Vaccines: balancing individual freedoms and public health
In 2000, not a single internal transmission of measles occurred in the United States, due to strong immunization. However, in 2013, there were outbreaks of measles in 16 states, summing up to 159 cases transmitted internally —mainly in anti-vaccine communities.
There are a variety of reasons communities as a whole do not get vaccinated. In many parts of the world, it is due to a lack of access or funding; however, in the United States, it is more often due to skepticism of medicine, or just the assertion of freedom to do so. While I do not believe vaccines should be mandated by the government, I believe everyone should get them.
Vaccines do not cause autism. They do not get otherwise healthy people sick, and they are effective. Not everyone believes in the medical reasoning behind it. Should we force those people to act against their beliefs? In my opinion, the answer is no. Although choosing to forgo vaccinations is a personal decision, there are immediate ramifications.
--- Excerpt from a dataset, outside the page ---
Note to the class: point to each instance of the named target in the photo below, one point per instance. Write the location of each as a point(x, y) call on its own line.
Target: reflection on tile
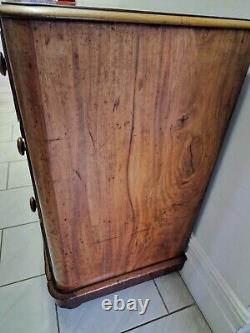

This is the reason why some people think vaccination should be mandatory, but I personally think it is also important to maintain the individual’s right to choose.
What do we do about the health consequences? Well, you need a license to operate a vehicle on public roadways. It is not mandatory to obtain a driver’s license—either one can choose to not drive, or one can choose to only drive on their private property. However, for the safety of all, to drive on roads and highways, one needs to be certified. Similar standards are already in place for vaccines.
For example, all 50 states have vaccination requirements for schools, although there are exceptions for religious or philosophical reasons—these exceptions should not exist. There are also requirements for being allowed to work in hospitals and a variety of other places. These mandates are best for everyone’s health. However, this also makes “anti-vaxxers” choose between having access to valuable amenities like public schooling while sacrificing their values, or maintaining their values and not being allowed access to these services.
There are also those who do not vaccinate because they want to feel like they are making a decision. Similar to a child that discovers they have the choice not to wear a seat belt, they get joy in having control of a situation by making a poor choice.
I think that the individual’s right to choose should be guarded, regardless of their rationale. However, those of us who want to prevent possible contagion should continue to create these incentives to encourage vaccination and minimize the harm done to others.